Descending to shores of Loch Mullardoch at Benula
Descending to shores of Loch Mullardoch at Benula

The local Glen Affric & Strathglass website states, “records yield evidence of settlements here dating back to the ‘Clearances’.”

“In more recent times the glen still supported a number of families. Towards the end of the 19th Century the glen was home to ‘eight shepherds, seven gamekeepers and one farmer.’

“The growing popularity of deer stalking led to the construction of Beinn Fionnlaidh Lodge. Close by were the stalkers cottages at Coire na Cuillean and Luib na Daimh. Together with the remote settlement at Lungard they disappeared under the rising waters of an enlarged Loch Mullardoch.”

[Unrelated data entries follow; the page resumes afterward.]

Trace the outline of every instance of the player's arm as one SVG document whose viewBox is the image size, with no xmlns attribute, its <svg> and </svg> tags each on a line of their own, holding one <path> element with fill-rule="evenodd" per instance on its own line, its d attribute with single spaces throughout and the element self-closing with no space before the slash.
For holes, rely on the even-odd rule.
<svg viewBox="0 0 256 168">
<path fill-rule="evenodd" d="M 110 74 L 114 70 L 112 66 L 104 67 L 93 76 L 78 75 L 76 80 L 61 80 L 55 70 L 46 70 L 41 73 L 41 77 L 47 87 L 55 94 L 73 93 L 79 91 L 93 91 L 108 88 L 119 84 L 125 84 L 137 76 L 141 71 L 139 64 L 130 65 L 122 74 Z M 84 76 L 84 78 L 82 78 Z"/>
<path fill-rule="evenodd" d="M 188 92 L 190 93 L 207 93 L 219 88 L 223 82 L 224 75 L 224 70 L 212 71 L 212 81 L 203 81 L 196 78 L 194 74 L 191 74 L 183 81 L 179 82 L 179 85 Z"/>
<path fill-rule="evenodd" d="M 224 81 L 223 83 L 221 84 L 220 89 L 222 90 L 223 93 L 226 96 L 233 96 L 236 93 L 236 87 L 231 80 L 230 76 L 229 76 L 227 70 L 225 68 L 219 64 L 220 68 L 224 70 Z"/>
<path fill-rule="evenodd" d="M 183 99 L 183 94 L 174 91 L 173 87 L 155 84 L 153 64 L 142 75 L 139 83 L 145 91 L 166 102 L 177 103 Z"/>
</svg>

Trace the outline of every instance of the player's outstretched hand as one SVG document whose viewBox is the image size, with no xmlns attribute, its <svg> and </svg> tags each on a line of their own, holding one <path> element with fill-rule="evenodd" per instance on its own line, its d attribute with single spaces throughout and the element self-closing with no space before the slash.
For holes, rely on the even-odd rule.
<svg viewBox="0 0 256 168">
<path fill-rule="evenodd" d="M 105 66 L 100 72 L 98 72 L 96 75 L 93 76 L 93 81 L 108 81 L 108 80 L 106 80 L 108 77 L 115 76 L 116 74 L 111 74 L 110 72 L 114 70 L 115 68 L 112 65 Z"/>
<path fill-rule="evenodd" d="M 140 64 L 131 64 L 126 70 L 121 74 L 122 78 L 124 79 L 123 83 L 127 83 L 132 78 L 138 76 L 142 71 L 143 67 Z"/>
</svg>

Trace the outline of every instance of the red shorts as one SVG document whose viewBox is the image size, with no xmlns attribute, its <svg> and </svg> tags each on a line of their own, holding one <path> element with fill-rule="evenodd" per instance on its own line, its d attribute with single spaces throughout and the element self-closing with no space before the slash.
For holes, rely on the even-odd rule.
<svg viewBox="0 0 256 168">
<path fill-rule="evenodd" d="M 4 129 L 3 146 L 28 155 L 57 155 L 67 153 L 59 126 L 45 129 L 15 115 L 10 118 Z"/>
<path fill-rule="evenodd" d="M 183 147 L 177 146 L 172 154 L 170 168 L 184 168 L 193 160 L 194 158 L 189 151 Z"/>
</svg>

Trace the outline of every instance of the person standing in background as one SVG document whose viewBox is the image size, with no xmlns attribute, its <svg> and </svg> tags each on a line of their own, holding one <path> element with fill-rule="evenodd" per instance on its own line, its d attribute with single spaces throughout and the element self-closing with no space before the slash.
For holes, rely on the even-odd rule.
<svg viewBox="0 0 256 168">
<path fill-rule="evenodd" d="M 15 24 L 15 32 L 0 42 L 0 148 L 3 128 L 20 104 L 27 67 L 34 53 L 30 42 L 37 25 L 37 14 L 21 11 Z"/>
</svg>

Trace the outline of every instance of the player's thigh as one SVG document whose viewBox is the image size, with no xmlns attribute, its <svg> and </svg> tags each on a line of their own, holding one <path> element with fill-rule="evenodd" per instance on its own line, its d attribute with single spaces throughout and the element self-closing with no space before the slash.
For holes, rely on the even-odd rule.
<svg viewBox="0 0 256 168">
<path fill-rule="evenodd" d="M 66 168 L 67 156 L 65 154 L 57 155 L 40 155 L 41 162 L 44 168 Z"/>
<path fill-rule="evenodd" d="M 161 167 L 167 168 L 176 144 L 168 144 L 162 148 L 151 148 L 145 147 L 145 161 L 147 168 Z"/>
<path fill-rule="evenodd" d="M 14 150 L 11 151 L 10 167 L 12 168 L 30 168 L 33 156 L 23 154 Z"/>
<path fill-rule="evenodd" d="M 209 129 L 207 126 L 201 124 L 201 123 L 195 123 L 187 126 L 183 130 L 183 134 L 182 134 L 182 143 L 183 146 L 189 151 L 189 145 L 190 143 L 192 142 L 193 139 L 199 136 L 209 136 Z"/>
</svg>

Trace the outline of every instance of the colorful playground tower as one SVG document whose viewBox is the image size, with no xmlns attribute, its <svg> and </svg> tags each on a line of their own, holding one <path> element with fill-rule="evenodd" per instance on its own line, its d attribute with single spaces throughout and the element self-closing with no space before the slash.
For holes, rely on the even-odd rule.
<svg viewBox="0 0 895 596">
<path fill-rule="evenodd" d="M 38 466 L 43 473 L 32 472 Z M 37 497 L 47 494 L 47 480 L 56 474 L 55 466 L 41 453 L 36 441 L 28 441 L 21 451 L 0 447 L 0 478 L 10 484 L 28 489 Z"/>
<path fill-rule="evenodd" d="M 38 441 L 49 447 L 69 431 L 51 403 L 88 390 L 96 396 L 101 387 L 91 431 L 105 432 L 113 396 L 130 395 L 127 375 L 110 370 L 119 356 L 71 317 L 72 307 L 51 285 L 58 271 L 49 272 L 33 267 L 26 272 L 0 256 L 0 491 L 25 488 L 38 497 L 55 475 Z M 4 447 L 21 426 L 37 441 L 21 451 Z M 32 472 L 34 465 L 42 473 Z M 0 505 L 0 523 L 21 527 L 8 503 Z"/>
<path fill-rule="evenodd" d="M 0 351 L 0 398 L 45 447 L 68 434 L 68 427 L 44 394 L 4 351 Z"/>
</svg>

This is where the story becomes very interesting. Armed with his photo of the Mullardoch cottage, Scoop MacMillan approached William Adam and asked him to look after the photo, but not to reveal it to either Donald or Sandy.

He then asked the hillwalking pair if they could make a sketch of the house they claimed to have seen. They did so. I’ll let William Adam tell the story now…

“It was arranged that when the sketch was finished, Donald, Sandy and I would all meet up at Scoop’s office in Monzie Square, Fort William.

“There, both the sketch and the photograph were produced and lo and behold, there was no mistaking the clear and numerous similarities between the two.

“Somehow an image of the house, which had been under water for many years had appeared to the two lads and in almost exactly the place where the house had been, albeit that what they saw was above water level and thus quite a bit higher than the original.

“As far as I know, no explanation of the phenomenon was ever found. The scurrilous allegation from some of the climbing fraternity in Lochaber that they must have been under the influence of something was dismissed out of hand by all who knew the two gentlemen.

“My recollection is that Scoop wrote a story of the whole incident, and that it was published not just locally but also nationally, though I don’t have any newspaper cutting about this matter.”

It’s an extraordinary story and I mentioned it to Duncan Chisholm who I had interviewed on one of my television walks a couple of years ago.

Photo supplied by Duncan Chisholm
Photo supplied by Duncan Chisholm

Duncan has spoken very movingly of how his grandparents had lived at Cozac Lodge on the north shore of the Loch Mullardoch but after the loch had been expanded and their house was drowned his grandmother could never bear to return to Loch Mullardoch.

Duncan mentioned the Donald Watt story to his father, who had actually worked on the building of the Mullardoch dam. He is convinced that the cottage in question was the former Cozac Lodge, “near the plantation of trees.”